No one from the law firm or the accounting firm have responded to requests for comment. Neither has anyone from Harvest Bible Chapel.
On Friday, MacDonald posted a statement on his website, jamesmacdonaldministries.org, refuting much of what the church and others have said about him in the last two years. The website indicates it is the first of five statements he intends to publish. He also posted a video of him speaking with a former longtime Harvest leader who backs MacDonald.
The church, headquartered in Rolling Meadows and Elgin, fired MacDonald in February 2019, after 31 years of ministry. The church said it did so after "highly inappropriate recorded comments made by Pastor MacDonald were given to the media and reported."
WLS-AM radio show host Mancow Muller, a former Harvest member, broadcast some of those comments, in which MacDonald made statements about a critic, Christianity Today journalists and mainline Protestant Christian churches.
MacDonald has sued Muller and the radio station for defamation and Muller has countersued.
The church hired Wagenmaker and Oberly to review its governance and finances. Wagenmaker and Oberly hired the accountants.
Wagenmaker submitted the report to church elders in May 2019 and was asked to prepare a summary for public view, according to the lawsuit. The lawsuit says the church asked several former church leaders who had served with MacDonald to review what she submitted, and that they disagreed with much of it.
The church then asked Wagenmaker to prepare a public summary, which was presented to the congregation and posted on the church's website in November 2019.
"MacDonald seems to have acted in his own personal interests -- reaping significant personal financial benefit, avoiding accountability to any governing board, and with heavy-fisted exclusionary leadership," the report stated. It said MacDonald used "aggressive tactics" and a "strong and strident voice to inordinately influence others."
It questioned some of the expense reimbursements he received and spending for gifts he bestowed. It spoke repeatedly of a lack of documentation to determine whether some spending by or on MacDonald's behalf was proper.
The lawsuit says Wagenmaker, her firm and the accountants did not contact MacDonald, former church leaders or MacDonald's executive assistant to find out if they could provide answers, and ignored documentation provided by the assistant.
The lawsuit says Wagenmaker "intentionally ignored" documents and individuals "who had information which was at odds with the defamatory picture of MacDonald which she manufactured."
The lawyers and accounting firm unlawfully intruded on MacDonald's private affairs when they investigated a limited-liability corporation MacDonald had created, the lawsuit claims. The lawsuit says the church's former in-house counsel created Vanilla Bean LLC for MacDonald's personal finances, and that he and a church treasurer told investigators Vanilla Bean had nothing to do with Harvest.
The lawsuit also claims that beginning in 2018, a pastor at one of Harvest's campuses began working with a "disgruntled" former Harvest worker, filmmaker Dallas Jenkins, to solicit letters from people critical of MacDonald's leadership and personal conduct, to force MacDonald out of the church.
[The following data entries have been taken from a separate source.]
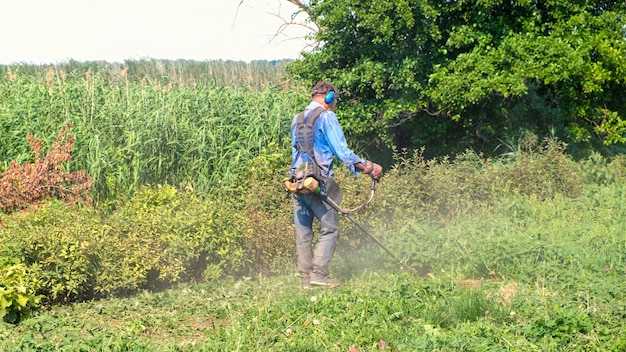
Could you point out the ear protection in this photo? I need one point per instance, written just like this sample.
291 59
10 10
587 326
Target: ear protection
330 97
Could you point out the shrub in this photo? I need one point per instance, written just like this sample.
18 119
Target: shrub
23 185
17 293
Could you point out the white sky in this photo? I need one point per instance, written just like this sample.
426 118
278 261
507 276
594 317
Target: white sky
54 31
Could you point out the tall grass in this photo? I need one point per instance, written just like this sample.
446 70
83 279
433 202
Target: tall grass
132 132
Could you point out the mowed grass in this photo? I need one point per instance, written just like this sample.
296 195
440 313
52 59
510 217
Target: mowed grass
548 278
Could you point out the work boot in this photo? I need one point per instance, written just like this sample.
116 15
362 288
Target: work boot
328 282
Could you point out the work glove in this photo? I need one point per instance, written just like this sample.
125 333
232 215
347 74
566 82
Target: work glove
377 172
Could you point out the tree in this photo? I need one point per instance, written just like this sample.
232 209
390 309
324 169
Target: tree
459 74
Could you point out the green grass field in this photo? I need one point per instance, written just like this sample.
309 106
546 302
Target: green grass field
189 245
534 275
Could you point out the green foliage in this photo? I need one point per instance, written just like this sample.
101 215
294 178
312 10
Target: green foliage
131 129
17 293
161 236
457 74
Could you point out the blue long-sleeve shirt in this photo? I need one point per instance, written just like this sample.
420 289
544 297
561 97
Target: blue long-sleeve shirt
329 141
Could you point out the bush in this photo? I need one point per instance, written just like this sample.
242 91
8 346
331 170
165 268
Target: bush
17 293
23 185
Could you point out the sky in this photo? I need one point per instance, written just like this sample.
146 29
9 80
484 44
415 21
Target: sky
55 31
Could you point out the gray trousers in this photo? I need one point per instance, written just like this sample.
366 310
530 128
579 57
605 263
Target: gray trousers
313 263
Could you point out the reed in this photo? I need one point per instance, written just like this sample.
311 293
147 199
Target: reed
132 131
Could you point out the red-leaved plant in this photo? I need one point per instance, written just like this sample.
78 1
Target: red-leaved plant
24 185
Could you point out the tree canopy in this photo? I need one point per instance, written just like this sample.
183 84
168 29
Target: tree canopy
470 74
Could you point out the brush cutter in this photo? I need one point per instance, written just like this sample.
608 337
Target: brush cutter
333 188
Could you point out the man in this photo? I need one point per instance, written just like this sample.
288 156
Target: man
329 141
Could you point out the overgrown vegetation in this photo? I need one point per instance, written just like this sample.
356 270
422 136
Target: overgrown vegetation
190 244
133 130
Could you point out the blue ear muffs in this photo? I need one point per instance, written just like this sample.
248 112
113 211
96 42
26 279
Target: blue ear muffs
330 97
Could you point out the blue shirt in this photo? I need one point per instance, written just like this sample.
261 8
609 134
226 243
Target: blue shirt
329 142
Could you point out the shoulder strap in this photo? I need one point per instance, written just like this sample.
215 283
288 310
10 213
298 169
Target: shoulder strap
316 113
305 137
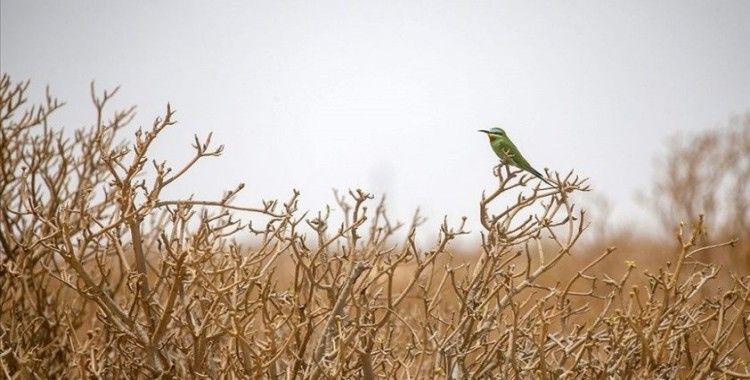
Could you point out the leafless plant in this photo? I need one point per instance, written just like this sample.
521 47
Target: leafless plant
102 276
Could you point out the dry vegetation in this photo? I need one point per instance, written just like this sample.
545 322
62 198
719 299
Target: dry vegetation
101 276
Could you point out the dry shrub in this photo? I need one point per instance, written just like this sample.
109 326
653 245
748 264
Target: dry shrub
103 277
708 173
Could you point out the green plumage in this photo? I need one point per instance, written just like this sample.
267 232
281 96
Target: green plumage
508 152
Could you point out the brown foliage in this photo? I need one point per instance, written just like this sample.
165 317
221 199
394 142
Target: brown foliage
103 277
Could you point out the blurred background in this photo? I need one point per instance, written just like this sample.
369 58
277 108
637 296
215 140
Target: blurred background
388 96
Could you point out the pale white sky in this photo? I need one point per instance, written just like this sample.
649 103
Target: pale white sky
388 95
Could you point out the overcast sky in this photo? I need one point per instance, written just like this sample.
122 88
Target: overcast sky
388 95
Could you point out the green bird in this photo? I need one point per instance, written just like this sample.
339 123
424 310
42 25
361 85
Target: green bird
508 153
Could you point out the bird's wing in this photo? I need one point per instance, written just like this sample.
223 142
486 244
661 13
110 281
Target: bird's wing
520 161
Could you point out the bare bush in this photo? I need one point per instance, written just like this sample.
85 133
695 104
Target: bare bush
103 277
707 173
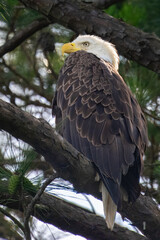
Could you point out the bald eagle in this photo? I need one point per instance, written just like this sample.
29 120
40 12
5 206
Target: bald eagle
102 119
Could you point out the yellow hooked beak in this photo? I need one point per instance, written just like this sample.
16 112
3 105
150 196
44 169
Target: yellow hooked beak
69 48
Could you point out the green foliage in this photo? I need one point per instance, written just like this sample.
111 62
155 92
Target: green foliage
129 11
3 11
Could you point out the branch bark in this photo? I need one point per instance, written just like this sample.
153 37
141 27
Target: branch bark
72 218
22 35
131 42
71 165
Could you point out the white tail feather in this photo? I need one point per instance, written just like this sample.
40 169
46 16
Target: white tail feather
110 208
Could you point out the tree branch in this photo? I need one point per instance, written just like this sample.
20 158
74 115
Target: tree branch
72 218
101 4
131 42
22 35
71 165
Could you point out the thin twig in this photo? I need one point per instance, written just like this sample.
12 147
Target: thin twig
32 204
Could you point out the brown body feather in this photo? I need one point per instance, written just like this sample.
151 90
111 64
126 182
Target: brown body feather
102 119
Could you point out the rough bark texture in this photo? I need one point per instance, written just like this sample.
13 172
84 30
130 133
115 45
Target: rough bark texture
72 218
131 42
71 165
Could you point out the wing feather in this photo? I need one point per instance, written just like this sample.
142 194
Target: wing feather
102 119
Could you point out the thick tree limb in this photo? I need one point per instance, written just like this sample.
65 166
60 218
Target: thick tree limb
22 35
101 4
131 42
69 217
71 165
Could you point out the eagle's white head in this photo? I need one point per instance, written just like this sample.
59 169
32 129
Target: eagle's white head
93 44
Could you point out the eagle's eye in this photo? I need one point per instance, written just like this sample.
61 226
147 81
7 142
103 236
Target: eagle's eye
85 44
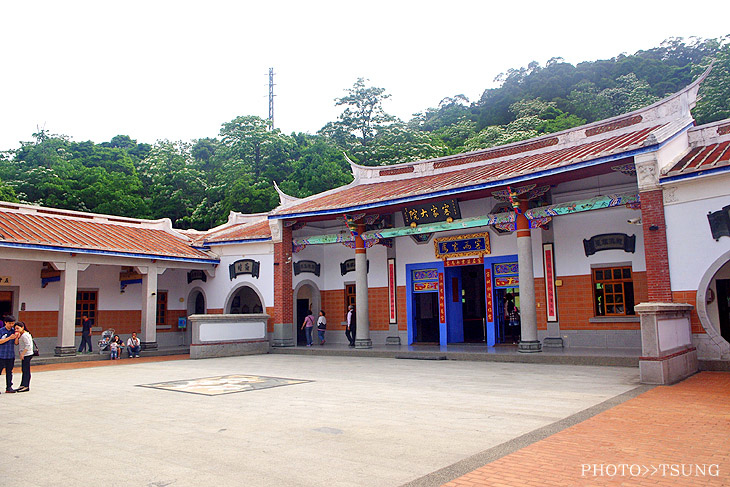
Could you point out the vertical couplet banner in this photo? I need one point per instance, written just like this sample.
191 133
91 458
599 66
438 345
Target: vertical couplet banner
548 260
488 291
392 291
442 299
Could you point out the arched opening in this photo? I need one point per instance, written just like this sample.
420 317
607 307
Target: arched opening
713 306
245 301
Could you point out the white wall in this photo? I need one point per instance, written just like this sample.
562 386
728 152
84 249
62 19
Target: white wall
691 247
570 230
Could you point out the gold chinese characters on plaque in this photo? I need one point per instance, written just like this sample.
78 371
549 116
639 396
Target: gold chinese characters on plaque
473 244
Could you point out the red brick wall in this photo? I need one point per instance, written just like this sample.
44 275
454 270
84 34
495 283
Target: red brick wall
575 303
283 293
655 247
690 297
40 323
333 303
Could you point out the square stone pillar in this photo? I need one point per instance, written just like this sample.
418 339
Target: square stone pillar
666 343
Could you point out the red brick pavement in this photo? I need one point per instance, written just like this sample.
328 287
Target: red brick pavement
667 428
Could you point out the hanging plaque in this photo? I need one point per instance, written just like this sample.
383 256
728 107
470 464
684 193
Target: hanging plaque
609 241
306 266
431 212
349 266
244 266
462 245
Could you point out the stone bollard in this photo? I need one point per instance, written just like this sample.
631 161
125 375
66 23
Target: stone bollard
666 343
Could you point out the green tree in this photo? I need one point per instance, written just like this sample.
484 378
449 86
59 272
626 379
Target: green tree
714 102
360 122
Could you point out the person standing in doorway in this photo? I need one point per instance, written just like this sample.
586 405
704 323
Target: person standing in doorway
7 351
24 340
351 325
308 326
512 316
86 324
321 326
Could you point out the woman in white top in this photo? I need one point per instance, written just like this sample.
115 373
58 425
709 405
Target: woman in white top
321 326
25 349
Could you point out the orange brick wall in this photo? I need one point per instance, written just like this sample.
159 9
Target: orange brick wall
575 303
40 323
333 303
690 297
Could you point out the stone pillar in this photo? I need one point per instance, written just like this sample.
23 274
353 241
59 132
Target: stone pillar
655 231
393 337
149 307
528 314
66 336
284 335
362 332
666 343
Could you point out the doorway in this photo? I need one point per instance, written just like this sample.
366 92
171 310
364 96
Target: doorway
505 334
426 317
473 303
302 309
723 307
6 303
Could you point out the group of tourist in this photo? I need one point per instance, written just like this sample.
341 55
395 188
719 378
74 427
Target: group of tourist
15 333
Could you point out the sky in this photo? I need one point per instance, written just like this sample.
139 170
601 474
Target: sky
178 70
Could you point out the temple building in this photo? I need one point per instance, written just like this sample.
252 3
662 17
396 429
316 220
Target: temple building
576 228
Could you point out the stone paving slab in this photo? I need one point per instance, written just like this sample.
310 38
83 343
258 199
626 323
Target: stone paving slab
359 422
675 435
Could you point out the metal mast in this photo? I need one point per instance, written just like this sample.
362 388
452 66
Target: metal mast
271 97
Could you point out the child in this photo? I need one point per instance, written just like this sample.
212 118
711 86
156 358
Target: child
114 347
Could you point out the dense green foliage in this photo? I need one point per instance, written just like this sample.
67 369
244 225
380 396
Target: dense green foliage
196 184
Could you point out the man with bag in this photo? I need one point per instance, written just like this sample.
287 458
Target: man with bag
7 351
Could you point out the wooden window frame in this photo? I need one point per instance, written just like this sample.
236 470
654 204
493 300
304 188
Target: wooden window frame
613 288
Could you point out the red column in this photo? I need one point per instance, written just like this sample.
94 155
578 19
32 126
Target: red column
655 246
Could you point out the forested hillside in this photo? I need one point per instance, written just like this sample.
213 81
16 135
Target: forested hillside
197 183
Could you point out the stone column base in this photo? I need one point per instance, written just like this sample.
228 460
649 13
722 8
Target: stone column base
532 346
668 369
64 351
552 342
283 335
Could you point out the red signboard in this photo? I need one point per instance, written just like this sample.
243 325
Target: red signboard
392 291
488 289
513 281
442 299
548 260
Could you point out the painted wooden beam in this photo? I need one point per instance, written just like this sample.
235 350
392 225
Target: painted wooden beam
597 203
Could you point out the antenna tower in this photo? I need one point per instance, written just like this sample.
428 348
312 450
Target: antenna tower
271 97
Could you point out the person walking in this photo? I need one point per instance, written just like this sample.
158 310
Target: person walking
308 325
351 325
321 326
86 324
7 351
24 340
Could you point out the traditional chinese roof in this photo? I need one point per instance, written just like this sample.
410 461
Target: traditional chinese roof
31 227
547 159
709 152
241 232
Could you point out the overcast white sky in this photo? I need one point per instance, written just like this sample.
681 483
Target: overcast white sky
158 69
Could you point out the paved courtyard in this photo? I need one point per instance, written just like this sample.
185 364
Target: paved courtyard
345 421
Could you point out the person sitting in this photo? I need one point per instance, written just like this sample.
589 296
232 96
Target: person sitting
116 347
133 346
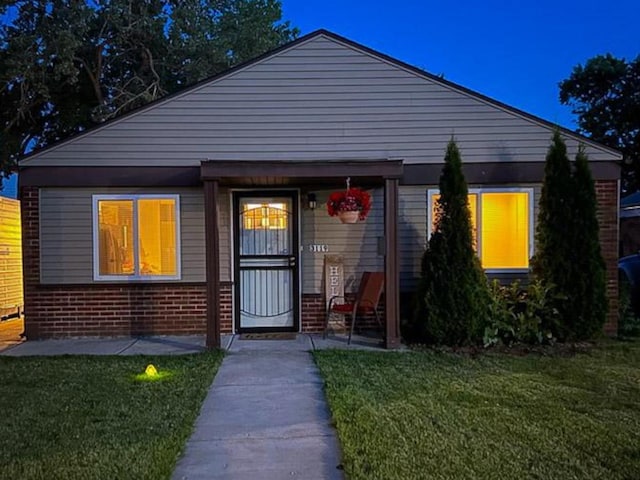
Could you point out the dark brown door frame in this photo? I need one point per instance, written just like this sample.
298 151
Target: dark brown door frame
212 259
295 254
304 173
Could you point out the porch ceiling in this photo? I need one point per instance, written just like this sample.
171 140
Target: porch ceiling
300 173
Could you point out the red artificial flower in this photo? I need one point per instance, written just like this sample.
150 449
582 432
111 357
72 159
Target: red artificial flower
352 200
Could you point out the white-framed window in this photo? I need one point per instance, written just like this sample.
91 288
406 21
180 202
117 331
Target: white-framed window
502 223
136 237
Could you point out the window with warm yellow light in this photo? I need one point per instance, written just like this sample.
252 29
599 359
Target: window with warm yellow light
472 202
264 216
136 237
505 230
501 223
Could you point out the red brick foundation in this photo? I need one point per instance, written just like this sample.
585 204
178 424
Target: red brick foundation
177 308
108 309
607 195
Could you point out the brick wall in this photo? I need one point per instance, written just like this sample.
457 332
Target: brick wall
108 309
607 195
174 308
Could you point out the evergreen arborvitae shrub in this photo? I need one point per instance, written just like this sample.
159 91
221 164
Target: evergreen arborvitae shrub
552 263
452 298
568 255
589 292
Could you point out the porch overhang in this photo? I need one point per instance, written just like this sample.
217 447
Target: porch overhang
300 173
384 172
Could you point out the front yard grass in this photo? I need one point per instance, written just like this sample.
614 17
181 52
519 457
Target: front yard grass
95 417
429 415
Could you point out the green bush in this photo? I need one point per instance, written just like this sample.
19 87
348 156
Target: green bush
452 296
520 315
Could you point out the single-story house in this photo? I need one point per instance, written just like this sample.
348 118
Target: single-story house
195 213
630 224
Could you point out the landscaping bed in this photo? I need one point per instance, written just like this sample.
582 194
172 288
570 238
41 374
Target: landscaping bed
455 416
99 417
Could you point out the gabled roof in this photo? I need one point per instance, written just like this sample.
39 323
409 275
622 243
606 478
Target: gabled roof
347 43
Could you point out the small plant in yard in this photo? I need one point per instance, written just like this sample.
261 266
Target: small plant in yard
452 296
520 315
628 322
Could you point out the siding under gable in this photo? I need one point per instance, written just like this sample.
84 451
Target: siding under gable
320 99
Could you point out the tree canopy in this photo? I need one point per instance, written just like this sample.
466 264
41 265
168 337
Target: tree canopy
605 95
66 65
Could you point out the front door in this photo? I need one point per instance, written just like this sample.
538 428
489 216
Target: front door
266 261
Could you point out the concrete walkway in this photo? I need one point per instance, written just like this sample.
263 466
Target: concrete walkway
265 417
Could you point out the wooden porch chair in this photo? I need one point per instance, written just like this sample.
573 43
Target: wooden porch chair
366 301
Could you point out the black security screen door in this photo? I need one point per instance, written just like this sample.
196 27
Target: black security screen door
266 261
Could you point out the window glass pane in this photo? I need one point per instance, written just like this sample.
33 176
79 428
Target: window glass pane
473 209
157 237
505 230
115 237
264 226
264 216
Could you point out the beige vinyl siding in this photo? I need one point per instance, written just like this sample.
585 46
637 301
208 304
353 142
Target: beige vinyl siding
66 233
412 229
11 295
320 99
358 243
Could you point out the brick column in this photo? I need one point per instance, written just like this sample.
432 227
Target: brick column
607 195
30 218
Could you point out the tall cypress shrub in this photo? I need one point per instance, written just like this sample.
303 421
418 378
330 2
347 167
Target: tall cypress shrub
452 297
589 296
552 263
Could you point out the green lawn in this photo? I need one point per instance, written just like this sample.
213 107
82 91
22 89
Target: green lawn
89 417
434 415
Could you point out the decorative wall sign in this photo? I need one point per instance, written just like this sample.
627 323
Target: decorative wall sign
318 248
333 277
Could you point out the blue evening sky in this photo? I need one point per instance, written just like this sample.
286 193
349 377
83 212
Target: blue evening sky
513 51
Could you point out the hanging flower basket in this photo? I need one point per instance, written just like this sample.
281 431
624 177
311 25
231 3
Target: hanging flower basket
347 216
350 205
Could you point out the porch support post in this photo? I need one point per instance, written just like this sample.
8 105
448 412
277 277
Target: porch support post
391 270
212 262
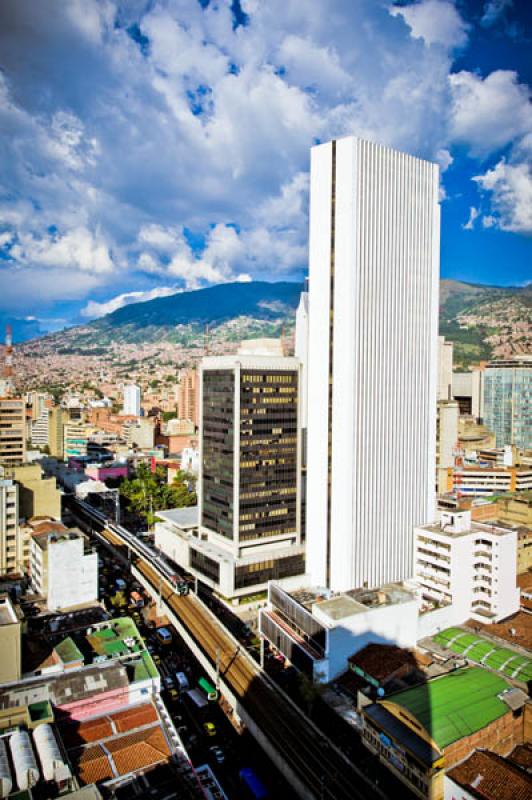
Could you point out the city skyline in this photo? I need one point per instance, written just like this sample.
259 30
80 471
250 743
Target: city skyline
112 110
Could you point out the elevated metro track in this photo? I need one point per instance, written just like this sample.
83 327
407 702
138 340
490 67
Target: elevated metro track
314 766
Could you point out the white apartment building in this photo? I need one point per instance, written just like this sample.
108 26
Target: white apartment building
61 569
466 570
318 630
373 361
132 398
11 539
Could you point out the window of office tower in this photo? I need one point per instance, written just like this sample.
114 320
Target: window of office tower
268 453
218 442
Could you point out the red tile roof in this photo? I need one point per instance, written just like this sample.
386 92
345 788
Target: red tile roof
134 717
91 764
521 756
490 777
381 661
91 731
135 751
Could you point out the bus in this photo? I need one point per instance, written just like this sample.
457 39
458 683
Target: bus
163 636
197 698
254 785
208 688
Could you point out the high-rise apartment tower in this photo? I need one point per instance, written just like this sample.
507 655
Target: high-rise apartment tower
508 401
132 399
373 305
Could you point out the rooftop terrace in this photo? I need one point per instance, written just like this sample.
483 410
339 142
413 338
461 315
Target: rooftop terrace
455 705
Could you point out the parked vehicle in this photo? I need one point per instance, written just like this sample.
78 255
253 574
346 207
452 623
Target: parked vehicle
182 681
208 689
254 786
218 754
163 636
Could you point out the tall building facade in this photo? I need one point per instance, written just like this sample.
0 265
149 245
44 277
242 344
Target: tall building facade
12 430
508 401
11 555
445 369
250 481
132 399
188 395
373 349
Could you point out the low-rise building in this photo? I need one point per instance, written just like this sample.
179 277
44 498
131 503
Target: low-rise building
110 470
62 569
38 494
76 436
516 508
418 733
483 481
524 550
467 568
11 555
317 630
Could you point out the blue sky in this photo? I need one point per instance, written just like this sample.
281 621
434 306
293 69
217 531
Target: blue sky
154 145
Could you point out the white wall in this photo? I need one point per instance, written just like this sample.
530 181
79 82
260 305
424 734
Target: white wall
72 576
301 352
393 624
172 543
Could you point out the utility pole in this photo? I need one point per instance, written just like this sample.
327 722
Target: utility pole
218 657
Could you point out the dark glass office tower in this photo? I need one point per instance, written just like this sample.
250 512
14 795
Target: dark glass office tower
250 482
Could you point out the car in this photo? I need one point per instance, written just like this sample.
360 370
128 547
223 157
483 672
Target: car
218 754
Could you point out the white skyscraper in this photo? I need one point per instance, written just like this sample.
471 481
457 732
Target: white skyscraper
132 400
373 306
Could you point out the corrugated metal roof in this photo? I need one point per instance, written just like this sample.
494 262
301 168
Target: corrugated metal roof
484 651
455 705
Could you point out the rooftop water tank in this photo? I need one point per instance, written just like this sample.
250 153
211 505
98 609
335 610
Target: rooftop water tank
52 762
26 768
6 783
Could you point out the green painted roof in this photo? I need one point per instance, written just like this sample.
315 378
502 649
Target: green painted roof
68 651
484 651
455 705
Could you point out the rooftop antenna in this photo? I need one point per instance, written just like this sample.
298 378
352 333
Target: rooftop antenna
7 382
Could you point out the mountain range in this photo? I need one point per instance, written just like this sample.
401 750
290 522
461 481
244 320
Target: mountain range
482 321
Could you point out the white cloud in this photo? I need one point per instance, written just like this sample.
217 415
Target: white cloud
510 189
489 113
129 125
93 309
444 159
434 21
493 11
473 214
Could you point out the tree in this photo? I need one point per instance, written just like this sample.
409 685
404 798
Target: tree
148 492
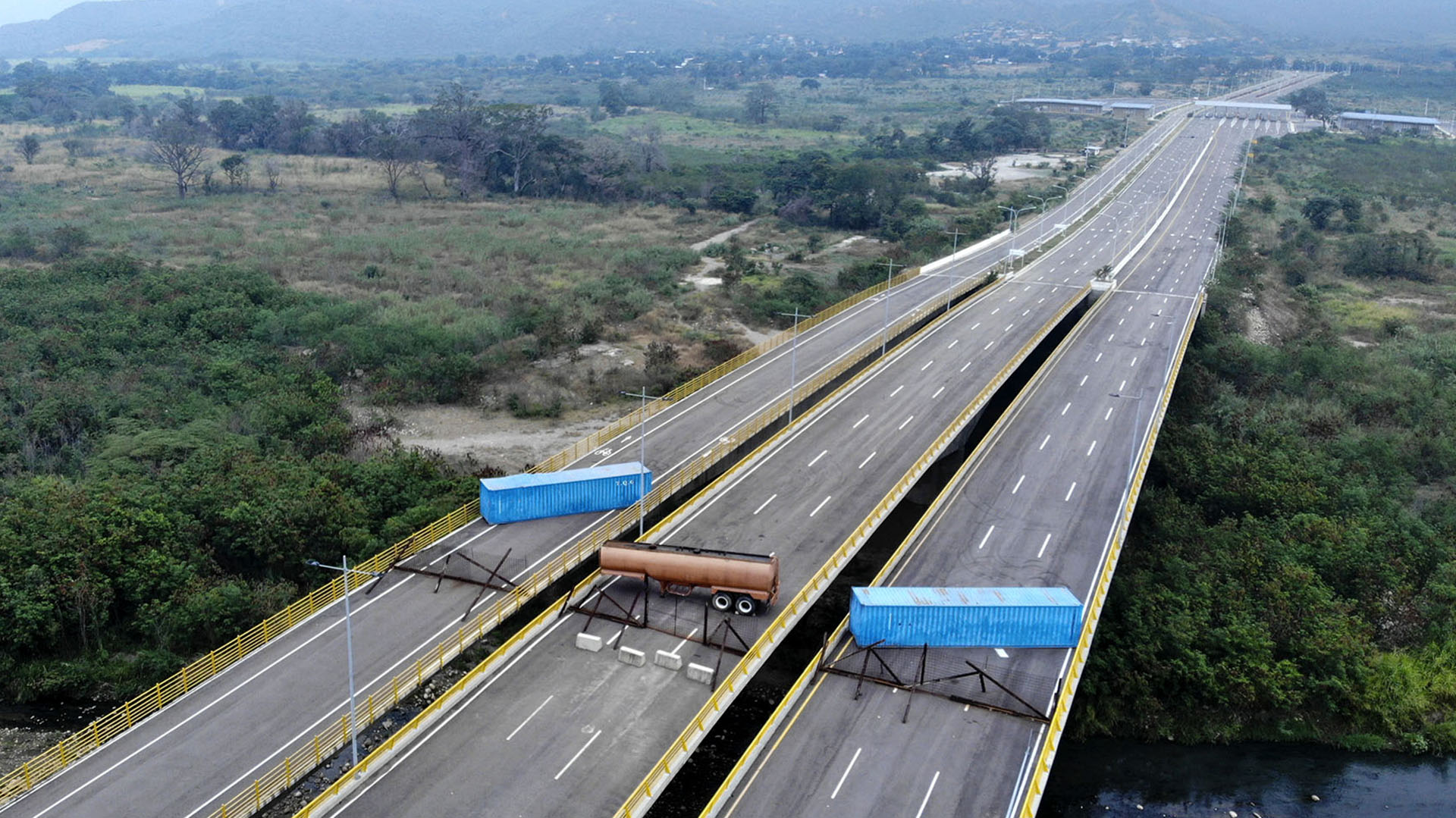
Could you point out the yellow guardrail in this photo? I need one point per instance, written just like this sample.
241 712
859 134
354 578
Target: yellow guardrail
273 782
750 754
291 767
85 741
88 740
1059 721
667 766
264 789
Jenkins was executive director of Harvest's media team, which produced videos and films, from 2010 to 2017.
Jenkins could not be reached for comment.
MacDonald and the church reached an arbitration settlement in August. MacDonald received $1.45 million, the assets of the "Walk In the Word" ministry, and a 6.68-acre piece of land in Crystal Lake.
At the time, MacDonald wrote on his jamesmacdonaldministries.org website that there had been a "false narrative in financial matters -- HBC's most grievous sin against us." He wrote the church had pursued a "vicious but unsuccessful strategy" against him, including a "hostile takeover."